The high inventory levels in industries such as electronics, high tech, and clothing have a direct impact on import rates. According to surveys conducted by Flexport, a freight broker, there is a significant amount of excess stock being held, resulting in modest imports. The furniture industry, on the other hand, is holding the right amount of stock. The clearance of these inventories is expected to occur during the holiday season when consumer demand increases.

As retailers source goods from various locations in Asia, supply chain management has become more complex. While current shipping rates provide a good deal for retailers, the need for faster delivery expectations means that retailers must have locations closer to the consumer. This complexity adds additional challenges to supply chain management and requires better planning to optimize shipping methods.

Despite the current decline in shipping routes, industry experts anticipate an increase in ocean freight volumes in the long term. Improved supply chain planning and better inventory management will contribute to this shift. Air freight, on the other hand, is expected to decline as customers prioritize air shipping for high-value, perishable, or surge in demand goods. By improving planning and optimizing supply chains, there is potential for air to ocean conversion, reducing the reliance on air freight for last-minute shipping needs.
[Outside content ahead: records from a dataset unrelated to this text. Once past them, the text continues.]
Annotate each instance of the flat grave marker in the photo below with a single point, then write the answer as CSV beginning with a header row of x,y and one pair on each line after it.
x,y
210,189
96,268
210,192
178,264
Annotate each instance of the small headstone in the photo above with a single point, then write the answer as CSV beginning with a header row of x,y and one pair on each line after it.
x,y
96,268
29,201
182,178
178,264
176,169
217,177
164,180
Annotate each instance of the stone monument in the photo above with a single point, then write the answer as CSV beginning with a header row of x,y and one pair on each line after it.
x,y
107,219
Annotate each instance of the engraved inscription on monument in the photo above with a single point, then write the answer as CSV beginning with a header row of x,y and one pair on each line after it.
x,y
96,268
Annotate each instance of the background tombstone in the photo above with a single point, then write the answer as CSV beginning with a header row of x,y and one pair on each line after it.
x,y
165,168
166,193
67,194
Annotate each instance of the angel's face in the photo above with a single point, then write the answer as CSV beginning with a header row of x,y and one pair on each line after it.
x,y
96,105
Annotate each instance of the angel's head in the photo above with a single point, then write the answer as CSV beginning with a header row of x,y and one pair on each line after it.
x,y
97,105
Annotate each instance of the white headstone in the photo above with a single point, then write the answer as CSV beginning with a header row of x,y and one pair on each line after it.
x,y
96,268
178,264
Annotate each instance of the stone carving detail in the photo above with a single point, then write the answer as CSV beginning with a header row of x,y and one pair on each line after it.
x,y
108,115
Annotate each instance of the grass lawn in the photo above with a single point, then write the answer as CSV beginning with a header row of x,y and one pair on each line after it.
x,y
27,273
The decline in shipping routes from Asia to Europe and other regions is primarily due to the oversupply of goods, reduced demand, and excess stock in industries such as electronics and clothing. Shipping companies are facing significant financial challenges as earnings plummet, and excess vessel capacity puts pressure on rates. While the current situation presents favorable shipping rates for retailers, the complexities of supply chain management and the need for better planning require industry-wide adjustments. The future of shipping lies in improved supply chain planning and a shift towards ocean freight while optimizing air freight for specific types of goods.